Pra pensar no carnaval

11/02/2018 06:00

“Tá legal/ tá legal,/ eu aceito o argumento/ mas não me altere o samba tanto assim/ olha que a rapaziada está sentindo a falta/ de um cavaco, de um pandeiro ou de um tamborim”. Não sou de nenhuma velha guarda, mas me incluo nessa rapaziada que o Paulinho da Viola falou. Estou sentindo a falta de um samba de raiz, com matriz brasileira para se dançar em gafieira sem pinote. 

Concordei com Noel Rosa quando afirmou que “o samba na realidade não vem do morro/ nem lá da cidade/ E quem suportar uma paixão/ sentirá que o samba então/ nasce do coração”. Ele disse que, na época dele, o cinema falado foi o grande culpado da transformação. Se estivesse vivo e visse o que está no YouTube, ficaria mais horrorizado. Esqueceram a letra, a cadência, pensam que cantar é exibir-se. Estão mais preocupados com a coreografia do que com a poesia da canção. Em “Feitio de Oração”, esse compositor de Vila Isabel, cantou: “Batuque é um privilégio/ ninguém aprende samba no colégio/ sambar é chorar de alegria/ é sorrir de nostalgia/ dentro da melodia”. Isso reitera o que dissera Caetano: “A tristeza é senhora/ desde que o samba é samba é assim/”. Nessa vertente em que o samba é considerado “filho da dor”, encontra-se o “Samba da Bênção” de Vinícius de Moraes, no qual ele diz: “Mas pra fazer um samba com beleza/ é preciso um bocado de tristeza”.
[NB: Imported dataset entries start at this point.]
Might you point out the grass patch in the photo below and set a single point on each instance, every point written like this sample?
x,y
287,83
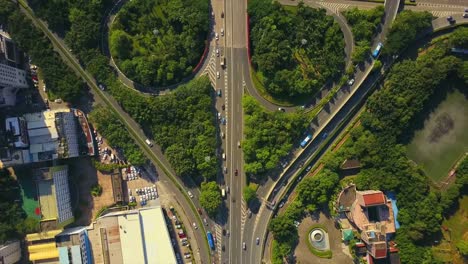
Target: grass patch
x,y
457,229
443,139
319,253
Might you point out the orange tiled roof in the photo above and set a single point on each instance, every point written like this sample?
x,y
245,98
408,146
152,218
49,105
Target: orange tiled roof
x,y
373,199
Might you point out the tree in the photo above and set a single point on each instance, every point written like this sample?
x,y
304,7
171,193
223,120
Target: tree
x,y
249,194
210,197
96,190
283,229
462,247
292,57
405,29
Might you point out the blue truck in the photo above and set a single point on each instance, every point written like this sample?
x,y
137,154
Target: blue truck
x,y
209,236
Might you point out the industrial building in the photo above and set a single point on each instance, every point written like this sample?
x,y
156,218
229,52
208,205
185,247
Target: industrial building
x,y
54,195
135,236
12,77
48,135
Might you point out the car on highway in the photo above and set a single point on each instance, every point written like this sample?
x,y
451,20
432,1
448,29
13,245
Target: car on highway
x,y
281,204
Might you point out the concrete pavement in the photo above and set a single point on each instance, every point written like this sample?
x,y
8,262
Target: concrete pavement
x,y
154,154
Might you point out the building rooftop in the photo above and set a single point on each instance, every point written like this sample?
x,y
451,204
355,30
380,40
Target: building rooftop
x,y
370,198
136,236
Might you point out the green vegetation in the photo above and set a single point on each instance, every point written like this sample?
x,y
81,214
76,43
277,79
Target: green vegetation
x,y
318,253
13,220
159,42
269,136
96,190
405,29
296,52
182,123
210,197
443,139
115,133
364,25
61,81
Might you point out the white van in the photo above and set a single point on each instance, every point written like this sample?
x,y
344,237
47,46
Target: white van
x,y
148,142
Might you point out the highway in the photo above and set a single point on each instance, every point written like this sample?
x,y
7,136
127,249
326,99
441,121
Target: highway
x,y
154,154
326,121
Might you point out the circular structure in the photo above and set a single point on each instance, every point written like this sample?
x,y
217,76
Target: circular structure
x,y
317,235
158,43
318,238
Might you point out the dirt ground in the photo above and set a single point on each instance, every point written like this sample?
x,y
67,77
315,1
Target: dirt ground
x,y
84,176
340,251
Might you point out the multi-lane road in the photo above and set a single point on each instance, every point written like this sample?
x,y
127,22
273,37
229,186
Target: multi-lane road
x,y
233,81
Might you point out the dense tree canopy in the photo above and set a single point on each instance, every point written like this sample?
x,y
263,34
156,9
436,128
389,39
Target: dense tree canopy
x,y
405,29
210,197
364,25
269,136
159,42
294,53
116,134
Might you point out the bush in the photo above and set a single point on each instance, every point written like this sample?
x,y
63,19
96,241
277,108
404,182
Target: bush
x,y
269,136
210,197
96,190
159,42
294,57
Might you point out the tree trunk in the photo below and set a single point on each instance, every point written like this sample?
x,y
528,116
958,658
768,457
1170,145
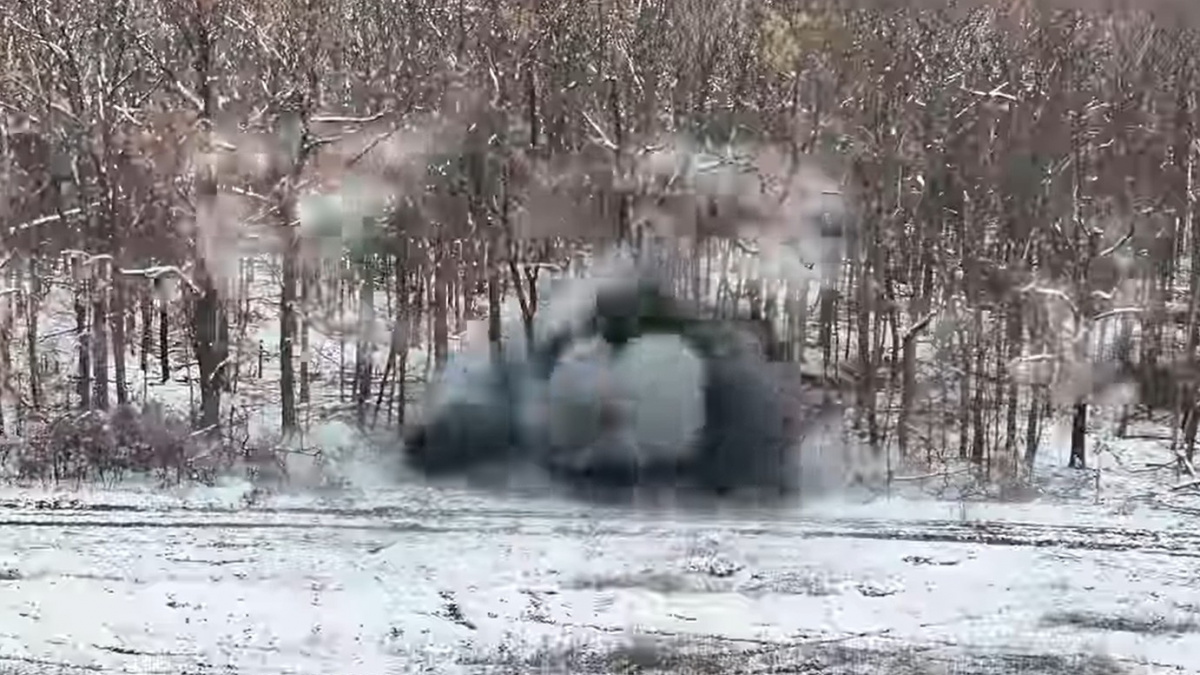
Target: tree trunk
x,y
123,388
441,302
100,321
1079,437
33,309
83,339
364,352
287,333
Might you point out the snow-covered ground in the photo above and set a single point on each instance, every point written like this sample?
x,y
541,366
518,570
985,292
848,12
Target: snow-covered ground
x,y
383,574
396,577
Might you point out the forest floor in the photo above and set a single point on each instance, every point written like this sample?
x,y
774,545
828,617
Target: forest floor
x,y
352,568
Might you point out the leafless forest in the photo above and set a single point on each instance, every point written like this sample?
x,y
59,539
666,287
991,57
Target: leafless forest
x,y
181,178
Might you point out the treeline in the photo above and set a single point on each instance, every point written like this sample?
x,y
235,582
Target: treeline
x,y
1023,184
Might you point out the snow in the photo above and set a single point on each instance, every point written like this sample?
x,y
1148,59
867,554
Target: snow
x,y
376,573
414,578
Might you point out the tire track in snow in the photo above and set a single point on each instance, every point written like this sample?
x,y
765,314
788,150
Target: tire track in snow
x,y
485,520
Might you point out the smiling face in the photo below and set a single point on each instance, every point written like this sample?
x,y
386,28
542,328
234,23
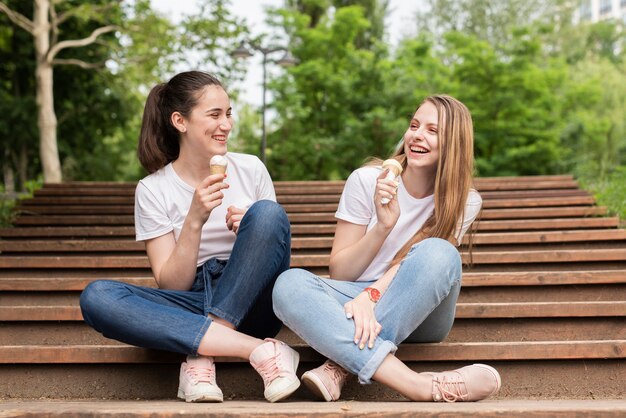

Mas a tristeza que eles falam não é igual a esta que sinto no momento, proveniente de uma decepção que já está se tornando crônica, porque, diante do quadro que se apresenta, as esperanças são ínfimas, não alimentam nem a mais raquítica utopia. Deram um tiro na música popular brasileira, querem transformá-la em um produto de consumo descartável. 

 Com a massificação da vulgaridade, a poesia ficou distante das composições classificadas hoje como “hits” carnavalescos. Como se não bastasse o zika vírus, a dengue, a febre amarela, as balas perdidas, este verão carrega consigo uma péssima qualidade musical. O fio de consolo está na efemeridade dos modismos, não permanecem na memória popular como “Bandeira Branca” de Max Nunes e Laércio Alves, “Máscara Negra” de Zé Keti, “Ô Abre Alas” de Chiquinha Gonzaga. Esta marchinha, composta em 1899, irá muito além de “Que tiro foi esse?” da Jojo Maronttinni e “Joga Bunda” de Aretuza Lovi.

 Marchinhas como “O Teu Cabelo não Nega” e “Índio Quer Apito”, consideradas politicamente incorretas, caíram no gosto popular como o “Atirei o pau no gato”, mas sem as conotações pejorativas que são atribuídas a elas.

Na internet, encontram-se várias músicas impróprias para as matinês, fazem apologias à droga e ao sexo, sem pudor algum. Em muitas, há a participação de meninas que não sabem que “o mundo é um moinho”, tritura sonhos mesquinhos, reduz a pó as ilusões. Mestre Cartola já anunciara a crueldade do destino, pune os abismos cavados com os próprios pés.

Outro ponto que merece reflexão está relacionado à proliferação dos blocos de rua, arrastando multidões, vejo-os como uma reação ao carnaval armado para inglês ver de camarote. Para externar a alegria, não precisa carro alegórico, nem fantasias caras. O povo desfila sem comissão julgadora, mesmo sem segurança e sem infraestrutura sanitária. 

E quanto à violência urbana, vale ouvir o samba de Wilson das Neves e Paulo César Pinheiro:

“O dia em que o morro descer e não for carnaval/ ninguém vai ficar pra assistir o desfile final/ na entrada rajada de fogos pra quem nunca viu/ vai ser de escopeta, metralha, granada e fuzil/ (é a guerra civil)”.